Rucio Development Meeting

3196/R-023 (CERN)



Show room on map
Martin Barisits (CERN)
    • 3:00 PM 3:10 PM
      News 10m
      • Meeting format
        • Protected material
        • Pre-Filling of minutes and topics to discuss
      • Meeting room
        • ATLAS P1 for 2018
        • 2019 meeting room closer to main building
      • New Rucio project logo
        • Will be integrated in the website
        • Please use this one for presentations etc.

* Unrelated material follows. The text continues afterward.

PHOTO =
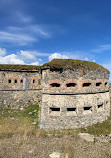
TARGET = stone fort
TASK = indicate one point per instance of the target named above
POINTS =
(73, 93)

      • 2nd Rucio community workshop
        • Call for Hosting until Oct 19
      • Interest for a Rucio Coding camp in December 2018?
        • 2 days at CERN
        • Pre-select some specific developments and use two focused days to work on these
    • 3:10 PM 3:30 PM
      News from the experiments 20m
      • CMS developers at DUNE workshop at the moment
        • Currently working on Kubernetes setup
      • DUNE workshop in Edinburgh - Cedric attended
        • Possible manpower to do some development in Rucio, possible objectstores;
        • Data Management session 
          • Cedric showed slides
          • Tape management different - More similar to STAGING area
      • Ian at RAL migrating to PostgreSQL
        • Migration recipe - Should put it on ReadTheDocs
      • Oracle schema from ATLAS DBA
        • Iterating through it to get it in sync with github/schema.sql
      • News on CMS intance
        • Everything setup on Kubernetes cluster except authentication
        • No certificate to move data around
      • LIGO / IceCube installation
        • Making progress: Moving files between RSEs
    • 3:30 PM 3:50 PM
      Hot topics 20m
      • Hanging Judge evaluator
        • Recently there was an issue of a hanging judge evaluator which lead to some unwanted replica deletion
        • As the application of replication rules (replica locks) to files is done asynchronously for performance reasons, a specific workflow lead to the deletion of replicas which should not have been deleted
          • 1: File1 with Replica1gets added to Dataset(which has a rule for RSEA)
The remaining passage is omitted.